When Marnie Was There (2014)

Hiromasa Yonebayashi's second Studio Ghibli film (his first was Whispers of the Heart) is based on Juan G. Robinson's novel of the same name. Anna suffers an asthma attack at school and worried by her declining health and anxiety her foster parents send her to live with the foster-mother's relatives, who live in a seaside town where the air is clearer. Anna soon meets Marnie in an abandoned seaside mansion nearby, and it becomes clear pretty quickly that Marnie is not from the present. To me, it had similarities to something like Tom's Midnight Garden where the protagonist can meet people who live in the same place but in other time periods. As things go on Marnie and Anna's relationship deepens and secrets begin to unfold.

I thoroughly enjoyed this film to begin with and found Anna's highly anxious character very interesting, relatable, and full of depth.
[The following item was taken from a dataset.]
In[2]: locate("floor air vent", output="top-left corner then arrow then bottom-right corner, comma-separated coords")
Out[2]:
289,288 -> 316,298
However I didn't find the reveal as rewarding as a lot of people seem to as I predicted it fairly early on, to say any more would be to spoil it. Nevertheless, this is a well put together film about family, anxiety, the past, and belonging. It's gorgeously animated and perhaps one of the more emotional Ghibli films, thanks partly to a very pretty soundtrack. I didn't connect with it as deeply as some have, but I can certainly appreciate it's beauty.

7/10

And so that's it. Two more films to throw into the Ghibli mixer and see how the final rankings pop out. I suspect these will change over time (some already have since the last post), especially when I rewatch the more meaty, harder to digest ones. But for now, here's how I'd rank them with the final two additions in bold italics:

1. Princess Mononoke

2. My Neighbour Totoro

3. Grave of the Fireflies

4. Kiki's Delivery Service

5. Spirited Away

6. The Tale of Princess Kaguya

7. Howl's Moving Castle

8. Laputa: Castle in the Sky

9. The Wind Rises

10. Arrietty

11. Whisper of the Heart

12. Only Yesterday

13. From Up on Poppy Hill

14. When Marnie Was There

15. Porco Rosso

16. The Cat Returns

17. Ponyo

18. My Neighbours the Yamadas

19. Pom Poko

20. Tales from Earthsea

Wow. What an amazing set of films, it is perhaps only the last two or three that I didn't enjoy all that much (although they were still very much serviceable). The top three are masterpieces in my eyes. I've been continually blown away, surprised and believe this little adventure is the birth of a love of anime. Next, I shall be watching all the top 100 ranked anime films at random (over many years no doubt) and posting reviews over on the YouTube channel. At least that's the current plan. Should any of these crop up I shall watch them again, and my rankings will no doubt change, though I seriously doubt Princess Mononoke will be taken from the top spot.

Thanks for reading this little series and stay classy y'all!